Chapter 12

The basket was heavy and the bundle was large, but she lugged them along like a person who did not find her especial burden in material things. Occasionally she stopped to rest in a mechanical way by some gate or post; and then, giving the baggage another hitch upon her full round arm, went steadily on again.

It was a Sunday morning in late October, about four months after Tess Durbeyfield's arrival at Trantridge, and some few weeks subsequent to the night ride in The Chase. The time was not long past daybreak, and the yellow luminosity upon the horizon behind her back lighted the ridge towards which her face was set - the barrier of the vale wherein she had of late been a stranger - which she would have to climb over to reach her birthplace. The ascent was gradual on this side, and the soil and scenery differed much from those within Blakemore Vale. Even the character and accent of the two peoples had shades of difference, despite the amalgamating effects of a roundabout railway; so that, though less than twenty miles from the place of her sojourn at Trantridge, her native village had seemed a far-away spot. The field-folk shut in there traded northward and westward, travelled, courted, and married northward and westward, thought northward and westward; those on this side mainly directed their energies and attention to the east and south.

The incline was the same down which d'Urberville had driven with her so wildly on that day in June. Tess went up the remainder of its length without stopping, and on reaching the edge of the escarpment gazed over the familiar green world beyond, now half-veiled in mist. It was always beautiful from here; it was terribly beautiful to Tess to day, for since her eyes last fell upon it she had learnt that the serpent hisses where the sweet birds sing, and her views of life had been totally changed for her by the lesson. Verily another girl than the simple one she had been at home was she who, bowed by thought, stood still here, and turned to look behind her. She could not bear to look forward into the Vale.

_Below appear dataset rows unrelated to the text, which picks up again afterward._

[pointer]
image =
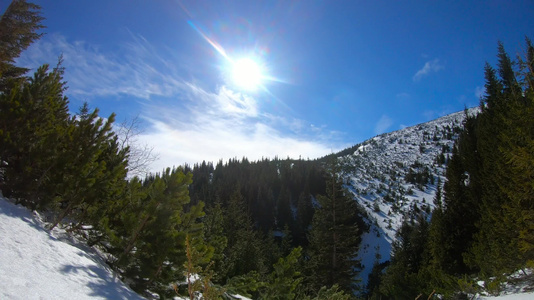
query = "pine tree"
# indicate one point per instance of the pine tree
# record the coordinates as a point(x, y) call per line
point(334, 237)
point(18, 30)
point(34, 126)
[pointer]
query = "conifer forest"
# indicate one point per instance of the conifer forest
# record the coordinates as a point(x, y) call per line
point(276, 228)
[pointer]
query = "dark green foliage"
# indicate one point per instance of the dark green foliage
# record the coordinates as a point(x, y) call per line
point(334, 238)
point(18, 26)
point(402, 279)
point(151, 230)
point(34, 130)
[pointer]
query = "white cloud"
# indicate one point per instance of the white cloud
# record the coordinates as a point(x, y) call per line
point(383, 124)
point(431, 66)
point(403, 96)
point(135, 69)
point(186, 123)
point(207, 129)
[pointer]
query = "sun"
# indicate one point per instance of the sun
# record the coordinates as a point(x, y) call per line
point(246, 74)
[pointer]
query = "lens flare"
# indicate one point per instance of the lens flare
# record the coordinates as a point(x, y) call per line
point(246, 74)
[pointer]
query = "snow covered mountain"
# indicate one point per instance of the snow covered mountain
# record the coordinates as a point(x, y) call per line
point(394, 176)
point(37, 264)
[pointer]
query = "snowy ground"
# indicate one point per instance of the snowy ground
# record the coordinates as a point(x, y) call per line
point(36, 264)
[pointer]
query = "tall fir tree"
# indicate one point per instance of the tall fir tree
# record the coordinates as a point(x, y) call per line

Ascending by the long white road that Tess herself had just laboured up, she saw a two-wheeled vehicle, beside which walked a man, who held up his hand to attract her attention.

She obeyed the signal to wait for him with unspeculative repose, and in a few minutes man and horse stopped beside her.

`Why did you slip away by stealth like this?' said d'Urberville, with upbraiding breathlessness; `on a Sunday morning, too, when people were all in bed! I only discovered it by accident, and I have been driving like the deuce to overtake you. Just look at the mare. Why go off like this? You know that nobody wished to hinder your going. And how unnecessary it has been for you to toll along on foot, and encumber yourself with this heavy load! I have followed like a madman, simply to drive you the rest of the distance, if you won't come back.'

`I shan't come back,' said she.

`I thought you wouldn't - I said so! Well, then, put up your baskets, and let me help you on.'

She listlessly placed her basket and bundle within the dog-cart, and stepped up, and they sat side by side. She had no fear of him now, and in the cause of her confidence her sorrow lay.

D'Urberville mechanically lit a cigar, and the journey was continued with broken unemotional conversation on the commonplace objects by the wayside. He had quite forgotten his struggle to kiss her when, in the early summer, they had driven in the opposite direction along the same road. But she had not, and she sat now, like a puppet, replying to his remarks in monosyllables. After some miles they came in view of the clump of trees beyond which the village of Marlott stood. It was only then that her still face showed the least emotion, a tear or two beginning to trickle down.

`What are you crying for?' he coldly asked.

`I was only thinking that I was born over there,' murmured Tess.